Intel AMT (Intel Active Management Technology)
A combination of hardware and firmware for out-of-band remote management of enabled Intel PCs. In essence, a small computer running inside the PC that provides remote access to the PC hardware even when the PC is turned off, or the operating system is not running. It allows to query hardware information, power on/off the PC, or use hardware-based KVM to make modifications to the BIOS. Newer Intel chipsets / AMT versions come with more features, such as remote disk wiping. Intel AMT has a built-in security model with various constraints depending on how a device has been provisioned (for example, secure provisioning against a single fixed infrastructure, requiring user consent for certain operations, enforcing encrypted connections for out-of-band management, etc.).
Intel EMA (Intel Endpoint Management Assistant)
A Windows-based server software provided by Intel to provision and manage Intel vPro / AMT devices with the help of the Intel EMA Agent software installed on the devices. Intel EMA provides both out-of-band management features (implemented in terms of AMT) as well as in-band remote management features (implemented with the help of the Intel EMA Agent running on the devices). In the scope of AMT, Intel EMA serves as a "presence server," i.e., as a fixed infrastructure that AMT devices are provisioned with, which brokers the communication between a management console (like the Rescue Technician Console) and managed devices. The Intel EMA web application hosted on the server provides a built-in front-end to manage the server-provisioned devices and user permissions.
CIRA (Intel Client Initiated Remote Access)
An AMT communication protocol where managed devices actively open and keep a persistent secure connection to their provisioned presence server infrastructure, which helps to overcome common network separation and firewall issues. This enables technicians to reach AMT devices even when they are outside the company networks (e.g. field employees, home office). CIRA is the superior alternative to AMT TLS-based connectivity.
TLS (Transport Layer Security)
In the context of Intel vPro / AMT: an inferior alternative to the CIRA device connectivity where the remote device stays passive and waits for a management console to connect. The technician has to know in what network a device is currently located, what IP / host address it has assigned, and be able to access this network - or rely on in-band agent functionality of other devices in the same network to provide device discovery and jump-host functionality. TLS, therefore only works for well-controlled networks and excludes scenarios where portable computers transition between different networks, e.g., field employees, home office.

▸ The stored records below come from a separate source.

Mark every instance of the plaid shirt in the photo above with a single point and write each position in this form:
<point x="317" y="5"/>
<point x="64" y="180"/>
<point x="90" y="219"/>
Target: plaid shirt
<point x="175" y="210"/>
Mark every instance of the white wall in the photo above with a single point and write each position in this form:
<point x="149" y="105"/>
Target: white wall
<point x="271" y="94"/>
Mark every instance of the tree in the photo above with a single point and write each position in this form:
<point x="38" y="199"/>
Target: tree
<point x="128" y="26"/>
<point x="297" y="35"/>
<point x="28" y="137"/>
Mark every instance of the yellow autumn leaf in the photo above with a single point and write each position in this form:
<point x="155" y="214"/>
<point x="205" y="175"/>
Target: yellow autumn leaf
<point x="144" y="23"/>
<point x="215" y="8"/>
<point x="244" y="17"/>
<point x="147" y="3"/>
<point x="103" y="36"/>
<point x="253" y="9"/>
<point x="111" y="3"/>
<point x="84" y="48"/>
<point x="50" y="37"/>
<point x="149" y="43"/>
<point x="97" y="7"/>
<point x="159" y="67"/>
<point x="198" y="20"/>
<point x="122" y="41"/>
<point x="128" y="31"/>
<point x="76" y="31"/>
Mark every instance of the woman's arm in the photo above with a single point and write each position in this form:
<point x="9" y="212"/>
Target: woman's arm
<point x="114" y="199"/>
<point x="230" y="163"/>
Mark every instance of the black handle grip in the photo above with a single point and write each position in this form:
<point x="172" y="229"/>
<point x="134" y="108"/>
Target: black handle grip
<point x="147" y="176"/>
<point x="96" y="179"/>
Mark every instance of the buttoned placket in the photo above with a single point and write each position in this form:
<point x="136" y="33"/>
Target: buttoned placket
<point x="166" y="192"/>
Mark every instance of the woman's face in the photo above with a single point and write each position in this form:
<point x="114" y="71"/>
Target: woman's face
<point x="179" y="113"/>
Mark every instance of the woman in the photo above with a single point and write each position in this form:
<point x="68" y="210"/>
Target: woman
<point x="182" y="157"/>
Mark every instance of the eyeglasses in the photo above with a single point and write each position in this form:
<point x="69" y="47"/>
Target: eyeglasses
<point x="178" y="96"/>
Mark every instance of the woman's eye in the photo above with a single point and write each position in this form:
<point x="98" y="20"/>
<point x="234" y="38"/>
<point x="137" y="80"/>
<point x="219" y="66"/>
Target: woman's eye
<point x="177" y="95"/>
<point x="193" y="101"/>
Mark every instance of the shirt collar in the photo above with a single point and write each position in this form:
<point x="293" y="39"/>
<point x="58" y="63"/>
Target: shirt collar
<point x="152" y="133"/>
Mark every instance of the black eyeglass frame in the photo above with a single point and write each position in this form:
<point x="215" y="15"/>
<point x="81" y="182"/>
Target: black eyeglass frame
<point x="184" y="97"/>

CCM / ACM (Client Control Mode / Admin Control Mode)
Two AMT provisioning methods that enforce different levels of access control. Most notably, only ACM allows initiating a KVM session and booting into the BIOS without requiring user consent. This is a requirement for access to unattended machines. In contrast to CCM, ACM requires the use of special certificates during AMT provisioning issued by one of the AMT-certified root certificate authorities.